Pertahankan Eksistensi Sawit, Perkuat Kemitraan dan Kolaborasi MultiPihak

PEKANBARU – Menteri Pertanian (Mentan) Andi Amran Sulaiman, meminta seluruh jajarannya agar memperkuat perkelapasawitan Indonesia. Butuh kolaborasi bersama demi tingkatkan industri kelapa sawit Indonesia dan kesejahteraan pekebun sawit.

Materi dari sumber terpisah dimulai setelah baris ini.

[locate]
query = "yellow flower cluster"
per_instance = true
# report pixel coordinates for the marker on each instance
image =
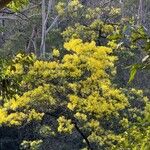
(65, 125)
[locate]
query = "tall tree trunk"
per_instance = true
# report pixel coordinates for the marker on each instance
(140, 13)
(43, 38)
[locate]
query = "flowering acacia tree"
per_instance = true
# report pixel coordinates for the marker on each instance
(75, 90)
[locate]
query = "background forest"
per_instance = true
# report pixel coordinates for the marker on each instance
(74, 75)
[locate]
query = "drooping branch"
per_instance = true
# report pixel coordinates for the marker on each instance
(74, 122)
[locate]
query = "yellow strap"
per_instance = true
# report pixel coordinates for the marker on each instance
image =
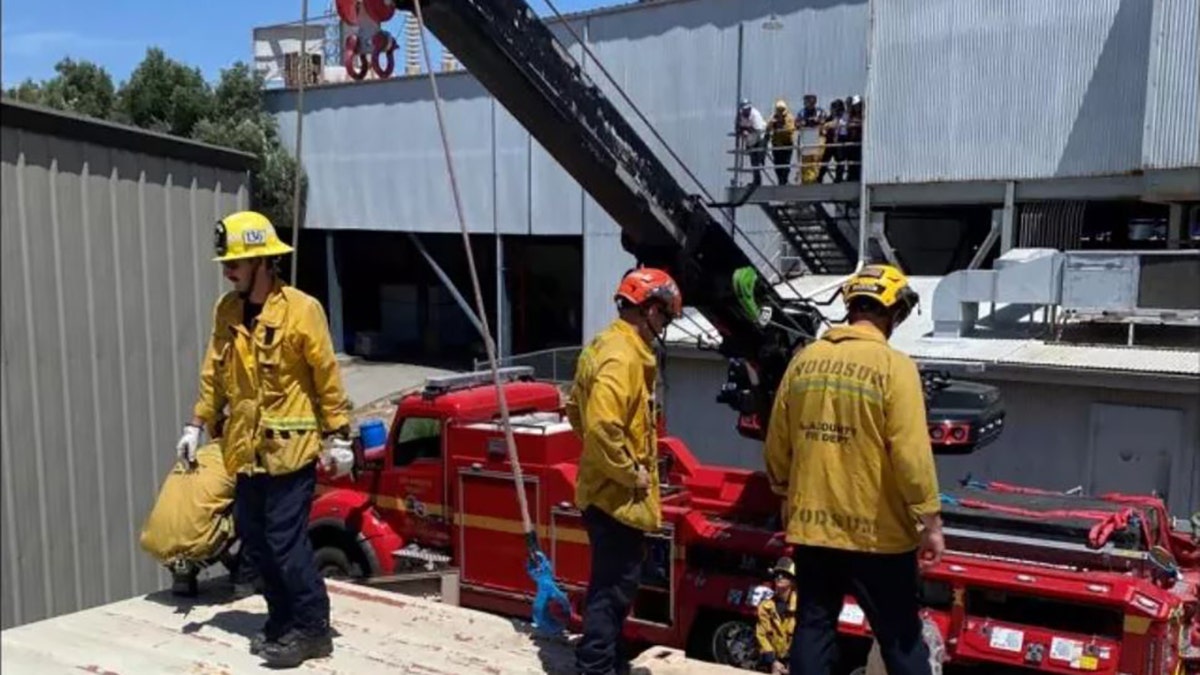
(289, 423)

Kementerian Pertanian mengapresiasi kinerja dan kerja keras para pelaku usaha perkebunan termasuk pekebun yang telah memberikan kontribusi positif bagi perkembangan kelapa sawit Indonesia, dan saat ini Indonesia menjadi negara produsen kelapa sawit terbesar di dunia dengan areal seluas 16,83 juta Hektar dengan produksi 45,1 juta ton CPO.

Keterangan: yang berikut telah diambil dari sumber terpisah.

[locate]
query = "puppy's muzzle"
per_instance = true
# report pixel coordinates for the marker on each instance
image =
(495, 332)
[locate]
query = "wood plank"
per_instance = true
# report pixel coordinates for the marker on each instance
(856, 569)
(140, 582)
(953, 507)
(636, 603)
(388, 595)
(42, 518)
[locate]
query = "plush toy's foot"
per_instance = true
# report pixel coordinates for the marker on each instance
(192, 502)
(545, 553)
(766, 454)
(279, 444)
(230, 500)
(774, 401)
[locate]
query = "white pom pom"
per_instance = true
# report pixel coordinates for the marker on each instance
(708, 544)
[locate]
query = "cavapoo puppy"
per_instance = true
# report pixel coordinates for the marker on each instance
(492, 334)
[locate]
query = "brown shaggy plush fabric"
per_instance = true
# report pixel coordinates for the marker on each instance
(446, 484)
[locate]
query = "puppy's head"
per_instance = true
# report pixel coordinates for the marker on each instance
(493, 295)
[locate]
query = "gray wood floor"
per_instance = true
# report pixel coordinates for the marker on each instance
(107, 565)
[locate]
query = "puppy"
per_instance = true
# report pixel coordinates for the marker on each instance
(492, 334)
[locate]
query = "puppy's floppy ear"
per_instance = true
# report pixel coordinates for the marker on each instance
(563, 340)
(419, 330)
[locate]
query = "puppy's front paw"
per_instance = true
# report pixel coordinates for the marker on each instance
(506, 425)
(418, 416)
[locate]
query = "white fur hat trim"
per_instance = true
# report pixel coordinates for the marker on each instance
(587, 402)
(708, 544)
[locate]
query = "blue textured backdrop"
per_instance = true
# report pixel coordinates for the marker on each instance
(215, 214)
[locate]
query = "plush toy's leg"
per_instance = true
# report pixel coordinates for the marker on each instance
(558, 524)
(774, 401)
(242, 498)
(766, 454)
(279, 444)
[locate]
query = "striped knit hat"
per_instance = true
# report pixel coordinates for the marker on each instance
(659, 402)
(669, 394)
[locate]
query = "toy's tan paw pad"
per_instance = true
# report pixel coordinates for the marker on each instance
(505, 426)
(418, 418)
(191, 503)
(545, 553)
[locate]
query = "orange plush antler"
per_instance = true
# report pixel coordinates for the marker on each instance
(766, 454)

“Industri minyak sawit memiliki peran strategis dan telah berkembang di 26 provinsi, dimana dua pulau utama sentra perkebunan kelapa sawit Indonesia berada di pulau Sumatera dan Kalimantan. Eksistensi sawit kian positif, ekspor CPO dan turunannya telah melampaui nilai ekspor minyak dan gas bumi. Kelapa Sawit telah menggantikan bahan bakar fosil sekitar 2,3 juta KL untuk energi berkelanjutan. Dan yang terbaru, salah satu maskapai penerbangan Indonesia (Garuda) telah menggunakan bahan bakar dengan campuran minyak kelapa sawit (Bioavtur) pada penerbangan rute Jakarta-Surakarta 27 Oktober 2023 kemarin,” ujar Andi Nur Alam Syah Direktur Jenderal Perkebunan pada kegiatan Munas Aspekpir Indonesia Ke-1 Tahun 2023 di Pekanbaru Riau (05/11).

Riau memiliki luas areal perkebunan kelapa sawit terbesar di Indonesia dengan luas areal mencapai 3,4 Juta Ha dengan produksi 8,96 Juta Ton. Inilah yang menjadikan Riau sebagai “rumah” didirikannya ASPEKPIR, dan digelarnya kegiatan Munas Aspekpir Indonesia Ke-1 Tahun 2023.

Tantangan utama pekebun sawit Indonesia salah satunya produktivitas dan penggunaan agroinput, kedepan perlu dimaksimalkan kembali, karena dapat berdampak pada masa depan sawit rakyat Indonesia jika tidak segera dilakukan suatu langkah komprehensif.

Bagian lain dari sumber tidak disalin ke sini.